Лицо у нее тоже мокрое, чья-то рука осторожно промокает испарину тампоном, потом осторожно меняют рубашку, простыню, прочее постельное белье. У тихой безымянной ночной сестры появилась помощница - темноволосая молодая женщина, красивая (красота ее заключена в легких, едва ли не застенчивых движениях), женственная, подвижная, старательная, она сумела соединить в себе много такого, что крайне редко сходится воедино. Во-первых, глаза у нее темно-темно-карие, каких я в жизни не видела, так я ей и говорю. Она улыбается, без смущения. Сидит на краю койки, кладет ладонь мне на лоб, материнским жестом, но ведь она намного моложе, годится мне в дочери. Говорит, что она анестезиолог. Завтра утром поможет ей хорошенько заснуть. И будет рядом, когда она проснется. В наркоз надо постараться войти с добрым настроем, ведь как войдешь, так и выйдешь. Она будет внимательно за нею присматривать, можно не сомневаться. И обращение "госпожа доктор" совершенно излишне, у нее нет ученой степени. Зовут ее Бахман, Кора Бахман. Имя, богатое ассоциациями. Она не понимает. Ей нужны кой-какие сведения, я сообщаю, что могу; конечно, говорит она, почти всё записано в моей истории болезни, но она предпочитает лично удостовериться, нет ли, например, аллергии к определенному наркотическому средству. Лично удостовериться, что пациенту оно подходит, хотя, говорит Кора, кто придумал называть подходящим яд, ведь любое наркотическое средство по сути своей есть яд. Странно. Даже о щекотливых темах она умеет сказать так, что защитный страх у меня не включается, - разве же средство, которое введет мне Кора, может быть хоть сколько-нибудь неподходящим?

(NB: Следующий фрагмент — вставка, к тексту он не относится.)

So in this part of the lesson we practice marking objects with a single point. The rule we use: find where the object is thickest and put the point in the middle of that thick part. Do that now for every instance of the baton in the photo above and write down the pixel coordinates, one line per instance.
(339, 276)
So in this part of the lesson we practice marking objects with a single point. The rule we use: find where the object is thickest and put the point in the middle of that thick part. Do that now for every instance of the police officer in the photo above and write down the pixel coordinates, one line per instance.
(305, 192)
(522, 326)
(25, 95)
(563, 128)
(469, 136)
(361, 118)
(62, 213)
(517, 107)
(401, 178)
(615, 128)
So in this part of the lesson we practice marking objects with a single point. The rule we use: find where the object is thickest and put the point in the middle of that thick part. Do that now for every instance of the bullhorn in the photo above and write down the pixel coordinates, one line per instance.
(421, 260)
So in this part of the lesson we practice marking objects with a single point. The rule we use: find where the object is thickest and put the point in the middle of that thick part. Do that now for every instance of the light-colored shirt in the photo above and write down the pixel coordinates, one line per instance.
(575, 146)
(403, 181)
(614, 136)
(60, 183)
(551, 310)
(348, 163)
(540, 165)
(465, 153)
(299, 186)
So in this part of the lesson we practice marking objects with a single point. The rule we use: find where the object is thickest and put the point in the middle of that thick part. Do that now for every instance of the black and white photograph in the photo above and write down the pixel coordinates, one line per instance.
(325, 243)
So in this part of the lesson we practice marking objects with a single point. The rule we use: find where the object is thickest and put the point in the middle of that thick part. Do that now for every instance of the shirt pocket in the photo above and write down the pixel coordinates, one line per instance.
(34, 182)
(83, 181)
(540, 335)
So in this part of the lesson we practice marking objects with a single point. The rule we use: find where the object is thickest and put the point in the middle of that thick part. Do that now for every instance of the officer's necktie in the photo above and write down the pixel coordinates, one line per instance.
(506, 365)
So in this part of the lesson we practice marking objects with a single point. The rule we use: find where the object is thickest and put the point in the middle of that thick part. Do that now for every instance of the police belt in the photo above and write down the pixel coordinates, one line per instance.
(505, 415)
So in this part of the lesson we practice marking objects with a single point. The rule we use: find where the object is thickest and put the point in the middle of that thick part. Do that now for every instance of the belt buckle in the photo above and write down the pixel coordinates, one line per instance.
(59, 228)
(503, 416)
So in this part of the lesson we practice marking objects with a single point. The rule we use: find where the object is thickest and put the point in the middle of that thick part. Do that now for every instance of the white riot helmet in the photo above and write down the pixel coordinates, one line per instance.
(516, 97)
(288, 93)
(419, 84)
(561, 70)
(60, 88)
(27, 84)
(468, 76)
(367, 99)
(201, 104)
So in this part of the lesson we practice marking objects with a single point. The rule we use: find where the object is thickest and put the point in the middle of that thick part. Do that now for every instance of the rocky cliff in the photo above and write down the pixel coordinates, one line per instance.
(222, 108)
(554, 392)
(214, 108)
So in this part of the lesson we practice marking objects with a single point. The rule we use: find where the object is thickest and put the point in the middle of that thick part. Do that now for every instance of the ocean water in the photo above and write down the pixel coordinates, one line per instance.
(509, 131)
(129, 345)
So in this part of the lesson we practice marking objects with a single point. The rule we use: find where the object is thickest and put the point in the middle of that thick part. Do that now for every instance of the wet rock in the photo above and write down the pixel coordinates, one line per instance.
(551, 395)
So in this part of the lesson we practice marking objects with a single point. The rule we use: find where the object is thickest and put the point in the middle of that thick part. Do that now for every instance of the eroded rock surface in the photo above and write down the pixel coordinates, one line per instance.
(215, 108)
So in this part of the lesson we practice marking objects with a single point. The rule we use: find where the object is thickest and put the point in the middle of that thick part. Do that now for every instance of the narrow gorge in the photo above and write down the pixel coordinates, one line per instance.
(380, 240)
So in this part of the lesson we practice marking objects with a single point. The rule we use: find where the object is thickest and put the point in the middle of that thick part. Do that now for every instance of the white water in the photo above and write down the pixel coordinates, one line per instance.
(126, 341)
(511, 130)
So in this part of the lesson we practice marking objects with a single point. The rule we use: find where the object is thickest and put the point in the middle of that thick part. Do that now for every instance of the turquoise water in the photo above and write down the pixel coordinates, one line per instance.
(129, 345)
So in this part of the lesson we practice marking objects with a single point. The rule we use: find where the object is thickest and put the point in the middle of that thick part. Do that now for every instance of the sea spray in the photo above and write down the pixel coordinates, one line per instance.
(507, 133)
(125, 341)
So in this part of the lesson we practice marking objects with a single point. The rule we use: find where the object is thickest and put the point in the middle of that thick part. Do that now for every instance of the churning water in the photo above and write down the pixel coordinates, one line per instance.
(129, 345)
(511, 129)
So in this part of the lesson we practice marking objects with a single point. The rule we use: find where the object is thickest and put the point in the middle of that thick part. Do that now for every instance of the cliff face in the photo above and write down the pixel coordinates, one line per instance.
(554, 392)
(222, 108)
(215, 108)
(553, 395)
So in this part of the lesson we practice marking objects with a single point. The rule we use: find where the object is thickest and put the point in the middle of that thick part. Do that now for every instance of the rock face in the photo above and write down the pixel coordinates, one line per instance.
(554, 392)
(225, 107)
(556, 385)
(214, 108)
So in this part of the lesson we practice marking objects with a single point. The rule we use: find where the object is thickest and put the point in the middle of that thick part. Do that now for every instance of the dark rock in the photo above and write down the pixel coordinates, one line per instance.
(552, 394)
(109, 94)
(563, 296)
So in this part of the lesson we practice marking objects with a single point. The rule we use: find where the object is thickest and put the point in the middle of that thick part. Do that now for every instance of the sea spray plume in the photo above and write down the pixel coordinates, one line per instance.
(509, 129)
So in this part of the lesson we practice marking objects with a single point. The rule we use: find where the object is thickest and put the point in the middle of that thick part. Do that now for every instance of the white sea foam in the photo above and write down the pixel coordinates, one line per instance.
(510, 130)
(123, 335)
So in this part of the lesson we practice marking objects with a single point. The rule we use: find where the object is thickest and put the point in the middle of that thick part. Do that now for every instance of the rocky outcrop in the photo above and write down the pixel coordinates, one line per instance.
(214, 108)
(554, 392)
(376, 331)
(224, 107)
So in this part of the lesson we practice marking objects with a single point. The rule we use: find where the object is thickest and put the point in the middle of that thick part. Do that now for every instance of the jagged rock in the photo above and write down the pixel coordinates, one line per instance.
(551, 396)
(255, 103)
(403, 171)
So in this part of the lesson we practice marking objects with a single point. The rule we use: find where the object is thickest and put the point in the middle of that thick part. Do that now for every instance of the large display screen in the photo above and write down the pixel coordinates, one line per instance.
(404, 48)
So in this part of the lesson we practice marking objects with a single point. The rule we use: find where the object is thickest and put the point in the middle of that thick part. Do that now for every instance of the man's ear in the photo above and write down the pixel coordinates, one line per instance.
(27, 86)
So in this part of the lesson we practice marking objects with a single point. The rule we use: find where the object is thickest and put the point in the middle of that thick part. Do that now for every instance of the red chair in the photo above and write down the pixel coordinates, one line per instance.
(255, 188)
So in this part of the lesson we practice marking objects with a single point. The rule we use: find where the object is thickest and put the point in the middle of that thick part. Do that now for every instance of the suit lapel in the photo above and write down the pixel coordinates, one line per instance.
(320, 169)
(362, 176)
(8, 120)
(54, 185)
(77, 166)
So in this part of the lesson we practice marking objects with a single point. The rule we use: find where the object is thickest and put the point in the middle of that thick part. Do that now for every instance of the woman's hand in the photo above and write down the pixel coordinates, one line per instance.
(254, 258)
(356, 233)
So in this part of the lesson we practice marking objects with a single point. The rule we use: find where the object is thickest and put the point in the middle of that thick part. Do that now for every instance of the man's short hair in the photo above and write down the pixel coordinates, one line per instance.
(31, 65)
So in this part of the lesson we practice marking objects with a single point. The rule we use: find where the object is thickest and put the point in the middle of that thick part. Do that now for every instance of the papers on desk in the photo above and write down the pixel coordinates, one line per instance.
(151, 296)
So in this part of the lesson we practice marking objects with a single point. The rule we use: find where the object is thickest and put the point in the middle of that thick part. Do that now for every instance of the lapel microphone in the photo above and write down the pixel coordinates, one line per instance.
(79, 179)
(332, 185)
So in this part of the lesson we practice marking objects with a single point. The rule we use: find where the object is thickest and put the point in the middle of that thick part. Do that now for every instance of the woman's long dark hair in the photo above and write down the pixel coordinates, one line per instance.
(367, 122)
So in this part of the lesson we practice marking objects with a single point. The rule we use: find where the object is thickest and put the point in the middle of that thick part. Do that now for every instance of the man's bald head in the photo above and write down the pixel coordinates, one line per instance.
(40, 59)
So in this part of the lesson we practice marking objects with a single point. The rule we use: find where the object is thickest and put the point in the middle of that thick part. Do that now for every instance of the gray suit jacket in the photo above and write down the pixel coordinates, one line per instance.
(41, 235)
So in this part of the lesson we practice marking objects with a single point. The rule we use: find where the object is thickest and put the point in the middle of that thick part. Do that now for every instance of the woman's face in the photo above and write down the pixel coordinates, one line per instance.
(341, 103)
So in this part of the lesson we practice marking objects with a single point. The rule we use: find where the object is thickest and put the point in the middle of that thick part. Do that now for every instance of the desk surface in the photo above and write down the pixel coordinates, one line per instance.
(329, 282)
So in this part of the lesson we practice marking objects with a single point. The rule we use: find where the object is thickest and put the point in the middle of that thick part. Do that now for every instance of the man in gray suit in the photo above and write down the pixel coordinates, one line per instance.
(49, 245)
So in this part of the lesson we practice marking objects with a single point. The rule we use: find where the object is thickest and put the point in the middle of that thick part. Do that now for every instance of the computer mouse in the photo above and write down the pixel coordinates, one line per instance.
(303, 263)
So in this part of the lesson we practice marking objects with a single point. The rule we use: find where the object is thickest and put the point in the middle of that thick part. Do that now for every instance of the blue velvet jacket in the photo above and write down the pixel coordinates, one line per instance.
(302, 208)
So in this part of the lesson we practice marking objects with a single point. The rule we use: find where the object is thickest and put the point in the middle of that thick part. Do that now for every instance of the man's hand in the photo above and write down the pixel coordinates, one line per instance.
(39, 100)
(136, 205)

Стало быть, она поведет меня во тьму, в Гадес, она, мой провожатый, будет присматривать за мной, следить за моим сердцебиением, я облегченно вздыхаю. До чего же долги эти ночи, роняет она, и Кора соглашается: Да, ее ночи, хоть и по-другому, но тоже долги, когда у нее ночное дежурство, как сегодня. А завтра утречком сразу в операционную! - сочувствует пациентка; ах, говорит Кора, зато не теряешь форму, а часок-другой сна, по крайней мере, нынче удастся перехватить.
Представляя себе Корину ночь, ревниво спрашивая себя, так же ли, как со мной, она приветлива с другими пациентами, которым завтра будет давать наркоз, возникает ли между ними такая же близость, я засыпаю. Фразу "Не покидай меня, темноволосая!" я услышала, наверно, уже во сне, вероятно, сама же ее и произнесла, сразу и радостно, и печально, а потом уговорила ее, Кору, прямо нынче ночью пройтись со мной по городу, точнее, полетать, потому что двигались мы с необычайной легкостью, в сантиметре над землей. Приказ, который мне отдавали так часто: Будь добра, спустись на землю! - был упразднен, мы легко выпорхнули из широкого окна нашей берлинской квартиры, слетели в темный ночной двор, куда падал лишь узкий луч света с шестого этажа левого флигеля, из кухни госпожи Балушек, которой в этот сонный ночной час вообще-то полагалось бы лежать в постели, ведь по поручению Городского жилищного управления она за мизерную плату моет лестницы в переднем доме и по собственному почину силится поддерживать спокойствие и порядок в нашем квартале, что, видит Бог, ох как непросто, публика-то, как она выражается, разноперая, особенно если вспомнить новых жильцов переднего дома, четвертый этаж направо, слов нет, что они вытворяют, этакому поведению есть только одно название, и госпожа Балушек смело его произносит: Ан-ти-об-щест-вен-но-е. Эти поганцы даже мусор в помойные баки бросить не могут, как все нормальные люди, непременно рядом вывалят. Скоро весь двор, где она с таким трудом поддерживает чистоту, будет усыпан отбросами.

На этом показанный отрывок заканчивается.